# Busker? Let's talk.



## DesertRat (Feb 11, 2015)

Hey all! Sorry for being so quiet over the past few months; was dealing with a terminally ill sibling...even put my show on hiatus for a time.

Anyway, here's the deal: I have an internet radio show called Totally Random Radio. Some of you may remember it; I had Matt Derrick on it last year.

For those who haven't heard of it, it's a weekly (now twice a week) show where I spotlight basically whoever I want, for whatever reason I want.

My topics are usually Indie/Unsigned Artists, but I don't always stay on that path.

There's so much excellence in music out there if one would simply take the time to stop and listen, and most times it's right there in front of peoples faces: on a sidewalk, a street corner, subway entrance...

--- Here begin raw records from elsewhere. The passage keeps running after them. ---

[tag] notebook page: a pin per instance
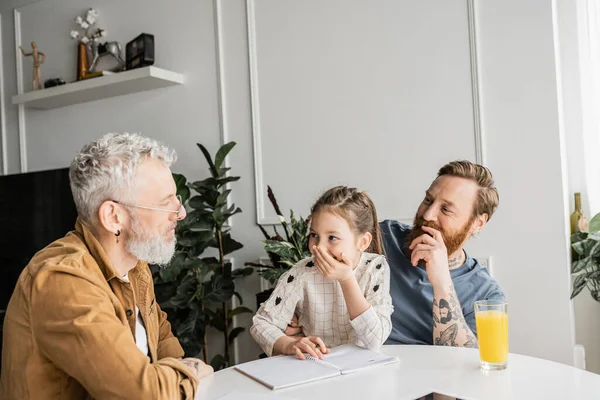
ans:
(351, 358)
(284, 371)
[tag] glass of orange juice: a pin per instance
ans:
(491, 318)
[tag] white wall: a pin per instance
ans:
(377, 95)
(582, 149)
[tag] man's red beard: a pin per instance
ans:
(453, 241)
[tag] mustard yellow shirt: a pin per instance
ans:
(69, 330)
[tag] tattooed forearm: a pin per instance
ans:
(449, 325)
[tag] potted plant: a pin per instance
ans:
(284, 252)
(194, 287)
(586, 267)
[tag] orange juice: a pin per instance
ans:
(492, 332)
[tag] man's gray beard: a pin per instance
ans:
(148, 246)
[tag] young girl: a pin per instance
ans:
(341, 293)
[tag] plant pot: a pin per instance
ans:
(263, 296)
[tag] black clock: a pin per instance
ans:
(139, 52)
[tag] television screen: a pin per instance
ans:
(36, 208)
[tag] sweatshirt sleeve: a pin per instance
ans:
(374, 325)
(275, 314)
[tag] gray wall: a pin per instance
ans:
(377, 95)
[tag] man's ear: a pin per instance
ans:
(479, 223)
(365, 241)
(111, 217)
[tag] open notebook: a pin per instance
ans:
(283, 371)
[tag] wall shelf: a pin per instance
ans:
(136, 80)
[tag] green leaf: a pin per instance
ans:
(195, 238)
(578, 236)
(243, 272)
(239, 310)
(230, 245)
(185, 292)
(579, 265)
(235, 332)
(202, 225)
(578, 285)
(226, 180)
(283, 249)
(172, 271)
(211, 165)
(182, 189)
(223, 171)
(208, 183)
(595, 224)
(272, 274)
(222, 153)
(219, 289)
(222, 199)
(189, 325)
(239, 297)
(218, 362)
(197, 202)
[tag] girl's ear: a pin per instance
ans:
(364, 241)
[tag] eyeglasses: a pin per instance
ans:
(155, 208)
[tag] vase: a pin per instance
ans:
(82, 61)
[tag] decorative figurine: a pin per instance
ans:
(90, 41)
(38, 59)
(104, 49)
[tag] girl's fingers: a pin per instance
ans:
(319, 342)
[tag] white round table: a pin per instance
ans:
(424, 369)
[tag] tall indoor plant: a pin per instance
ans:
(196, 288)
(284, 252)
(586, 267)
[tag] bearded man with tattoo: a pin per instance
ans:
(434, 282)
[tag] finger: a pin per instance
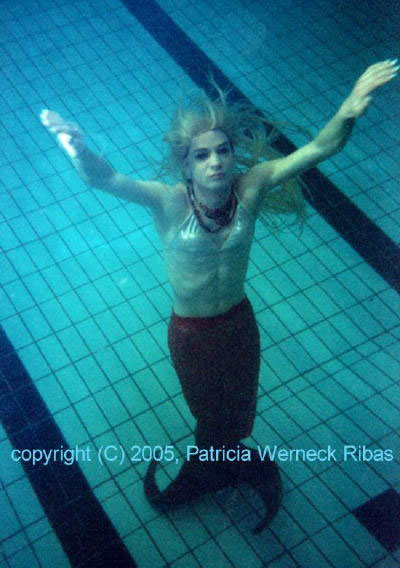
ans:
(390, 65)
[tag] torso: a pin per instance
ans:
(206, 270)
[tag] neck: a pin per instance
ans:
(212, 199)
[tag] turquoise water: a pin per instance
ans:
(85, 302)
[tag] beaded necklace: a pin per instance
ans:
(222, 216)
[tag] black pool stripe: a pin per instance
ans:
(339, 211)
(87, 535)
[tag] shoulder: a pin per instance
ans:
(174, 207)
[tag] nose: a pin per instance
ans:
(215, 160)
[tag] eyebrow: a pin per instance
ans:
(222, 145)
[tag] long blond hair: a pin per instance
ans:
(250, 134)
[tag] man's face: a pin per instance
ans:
(210, 161)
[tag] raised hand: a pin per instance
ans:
(68, 133)
(375, 76)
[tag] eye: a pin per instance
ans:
(201, 156)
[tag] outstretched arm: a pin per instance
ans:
(332, 137)
(94, 170)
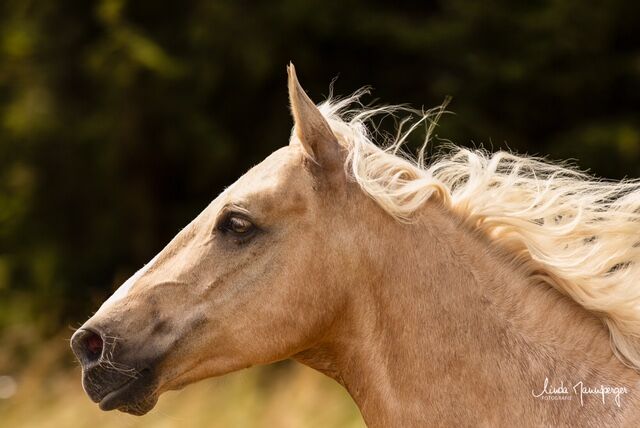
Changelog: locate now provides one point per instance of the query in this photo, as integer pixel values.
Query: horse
(467, 289)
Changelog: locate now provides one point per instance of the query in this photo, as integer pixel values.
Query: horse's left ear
(311, 128)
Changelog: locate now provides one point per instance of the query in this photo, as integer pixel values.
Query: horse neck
(437, 316)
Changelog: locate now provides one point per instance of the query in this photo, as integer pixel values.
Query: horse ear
(311, 127)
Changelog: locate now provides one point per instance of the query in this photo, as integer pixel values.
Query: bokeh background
(120, 121)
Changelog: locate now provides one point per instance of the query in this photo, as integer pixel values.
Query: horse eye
(237, 225)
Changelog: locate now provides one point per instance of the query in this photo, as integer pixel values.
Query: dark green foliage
(120, 121)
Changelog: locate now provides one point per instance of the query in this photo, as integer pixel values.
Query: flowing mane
(579, 234)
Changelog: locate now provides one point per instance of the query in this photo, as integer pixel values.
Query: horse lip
(110, 401)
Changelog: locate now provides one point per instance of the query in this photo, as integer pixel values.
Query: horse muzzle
(110, 376)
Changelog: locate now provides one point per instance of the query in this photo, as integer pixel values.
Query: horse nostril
(93, 343)
(87, 345)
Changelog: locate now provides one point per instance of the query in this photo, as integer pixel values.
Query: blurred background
(121, 120)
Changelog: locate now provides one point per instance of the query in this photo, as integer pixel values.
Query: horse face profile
(257, 277)
(460, 291)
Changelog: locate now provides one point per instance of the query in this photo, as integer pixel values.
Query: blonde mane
(579, 234)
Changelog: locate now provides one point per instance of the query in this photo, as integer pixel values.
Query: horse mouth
(134, 396)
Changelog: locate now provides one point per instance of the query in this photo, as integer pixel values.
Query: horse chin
(136, 397)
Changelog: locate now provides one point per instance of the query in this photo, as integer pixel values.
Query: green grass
(287, 395)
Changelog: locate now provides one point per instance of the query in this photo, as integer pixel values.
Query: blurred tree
(121, 120)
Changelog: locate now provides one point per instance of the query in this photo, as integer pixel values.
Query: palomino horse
(474, 290)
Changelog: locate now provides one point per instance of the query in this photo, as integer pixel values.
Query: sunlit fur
(575, 232)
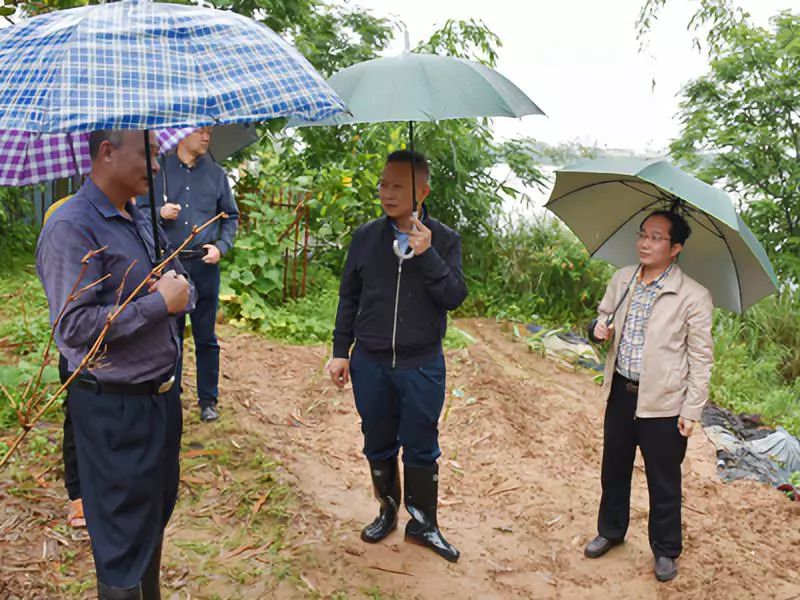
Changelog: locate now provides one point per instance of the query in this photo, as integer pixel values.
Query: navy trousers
(128, 460)
(399, 408)
(663, 449)
(204, 320)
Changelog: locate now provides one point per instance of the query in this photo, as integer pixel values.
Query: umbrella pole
(152, 192)
(413, 167)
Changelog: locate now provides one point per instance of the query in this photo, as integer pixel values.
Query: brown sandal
(75, 516)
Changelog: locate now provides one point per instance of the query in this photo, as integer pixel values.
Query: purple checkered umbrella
(36, 159)
(30, 159)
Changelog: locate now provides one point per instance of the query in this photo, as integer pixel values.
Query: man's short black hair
(679, 229)
(101, 135)
(418, 159)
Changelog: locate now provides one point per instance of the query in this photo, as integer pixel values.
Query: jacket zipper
(396, 307)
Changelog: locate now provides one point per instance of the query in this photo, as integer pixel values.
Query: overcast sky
(579, 61)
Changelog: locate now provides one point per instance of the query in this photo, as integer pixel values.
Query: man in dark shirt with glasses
(194, 189)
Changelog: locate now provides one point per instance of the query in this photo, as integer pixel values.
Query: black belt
(146, 388)
(632, 387)
(195, 253)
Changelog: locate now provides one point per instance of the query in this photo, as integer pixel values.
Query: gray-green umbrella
(603, 202)
(422, 87)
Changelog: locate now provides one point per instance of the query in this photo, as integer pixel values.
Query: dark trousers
(204, 319)
(128, 459)
(399, 407)
(68, 452)
(663, 449)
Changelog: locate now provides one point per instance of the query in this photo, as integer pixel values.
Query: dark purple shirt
(142, 342)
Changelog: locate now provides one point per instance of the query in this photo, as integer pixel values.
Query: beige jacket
(678, 349)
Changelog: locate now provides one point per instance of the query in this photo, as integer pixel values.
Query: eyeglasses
(656, 238)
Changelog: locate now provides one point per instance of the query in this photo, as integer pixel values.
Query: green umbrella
(603, 202)
(423, 87)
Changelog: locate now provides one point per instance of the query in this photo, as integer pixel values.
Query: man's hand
(685, 426)
(213, 255)
(170, 211)
(175, 290)
(602, 331)
(419, 240)
(339, 370)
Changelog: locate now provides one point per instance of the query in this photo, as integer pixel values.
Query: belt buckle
(166, 386)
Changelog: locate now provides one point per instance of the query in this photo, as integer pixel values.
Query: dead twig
(154, 273)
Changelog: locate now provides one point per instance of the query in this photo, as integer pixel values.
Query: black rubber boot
(151, 580)
(108, 592)
(422, 490)
(386, 484)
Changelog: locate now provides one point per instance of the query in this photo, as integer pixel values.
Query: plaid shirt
(631, 345)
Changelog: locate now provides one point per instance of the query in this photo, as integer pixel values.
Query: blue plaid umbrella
(144, 65)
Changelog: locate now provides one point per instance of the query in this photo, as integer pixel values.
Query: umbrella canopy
(144, 65)
(30, 159)
(423, 87)
(137, 64)
(603, 202)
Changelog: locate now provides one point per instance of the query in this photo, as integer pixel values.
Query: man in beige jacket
(656, 384)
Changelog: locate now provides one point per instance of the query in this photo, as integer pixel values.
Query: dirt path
(273, 497)
(520, 483)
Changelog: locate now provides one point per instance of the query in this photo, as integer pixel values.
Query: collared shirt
(400, 236)
(142, 343)
(202, 191)
(631, 345)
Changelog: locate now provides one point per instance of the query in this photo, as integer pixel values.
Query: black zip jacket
(395, 310)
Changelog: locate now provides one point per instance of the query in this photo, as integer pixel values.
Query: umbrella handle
(399, 253)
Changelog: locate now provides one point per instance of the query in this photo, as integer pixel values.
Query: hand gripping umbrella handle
(399, 253)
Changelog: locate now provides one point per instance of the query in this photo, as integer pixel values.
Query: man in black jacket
(395, 309)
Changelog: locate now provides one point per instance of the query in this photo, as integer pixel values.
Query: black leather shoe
(599, 546)
(422, 488)
(108, 592)
(666, 568)
(208, 413)
(386, 484)
(151, 580)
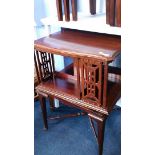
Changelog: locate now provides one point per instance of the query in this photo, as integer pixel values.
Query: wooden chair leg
(66, 10)
(101, 128)
(74, 9)
(92, 4)
(59, 10)
(44, 112)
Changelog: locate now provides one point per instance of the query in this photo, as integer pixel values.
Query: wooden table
(89, 83)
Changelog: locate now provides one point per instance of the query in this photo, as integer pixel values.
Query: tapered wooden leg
(44, 112)
(92, 4)
(51, 100)
(101, 127)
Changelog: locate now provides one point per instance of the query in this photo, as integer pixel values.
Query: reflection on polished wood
(89, 83)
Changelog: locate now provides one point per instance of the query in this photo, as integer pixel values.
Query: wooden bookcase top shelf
(75, 43)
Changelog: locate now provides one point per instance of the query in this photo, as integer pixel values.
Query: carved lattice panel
(91, 76)
(44, 65)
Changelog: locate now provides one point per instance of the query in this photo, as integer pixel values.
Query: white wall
(47, 8)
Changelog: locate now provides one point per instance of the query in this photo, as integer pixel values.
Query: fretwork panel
(91, 76)
(44, 65)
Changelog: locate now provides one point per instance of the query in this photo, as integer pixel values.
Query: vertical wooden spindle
(66, 10)
(105, 85)
(74, 9)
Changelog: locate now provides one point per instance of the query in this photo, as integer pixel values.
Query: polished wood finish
(105, 47)
(44, 111)
(92, 86)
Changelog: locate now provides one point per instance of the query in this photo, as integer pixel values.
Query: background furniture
(89, 83)
(113, 11)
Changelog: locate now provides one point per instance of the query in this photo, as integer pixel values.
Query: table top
(75, 43)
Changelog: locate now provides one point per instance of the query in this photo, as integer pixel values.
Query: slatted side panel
(91, 81)
(44, 64)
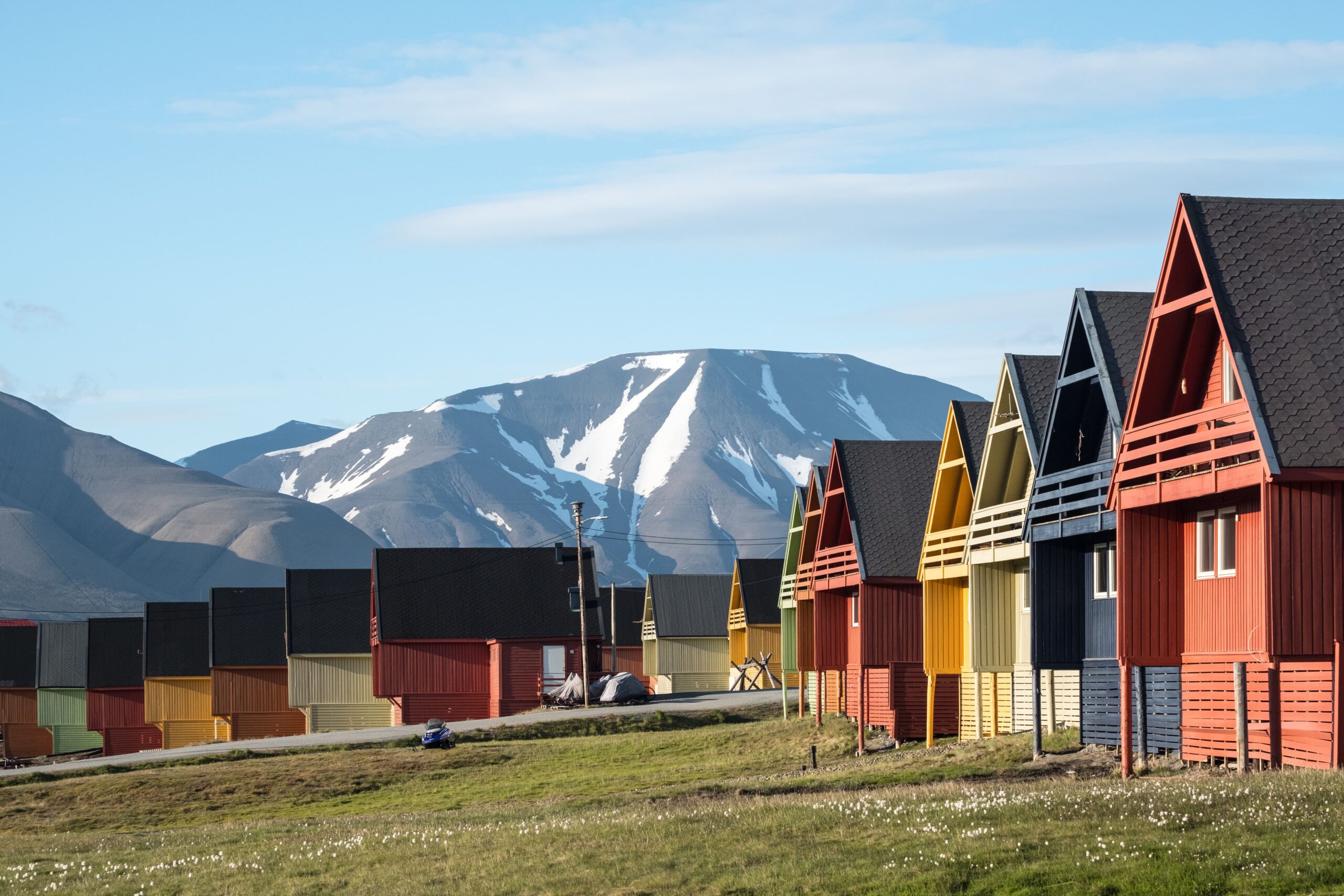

Buskers, this is your moment to shine! I want the world to hear you and your sound. I can offer nothing in compensation beyond exposure and bragging rights that you were featured on a radio show that has listeners all over the world.

So whadaya say? Want to give it a shot? Message me here.

If you have doubts (and I don't blame you if you do), Matt can tell you how chill I am.


----------



## CelticWanderer (Feb 14, 2015)

https://soundcloud.com/cage-pacer heres some shitty recordings of some songs my friend and I made
/edit, holy shit i havent listend to these in a /while/ its making me cringe.


----------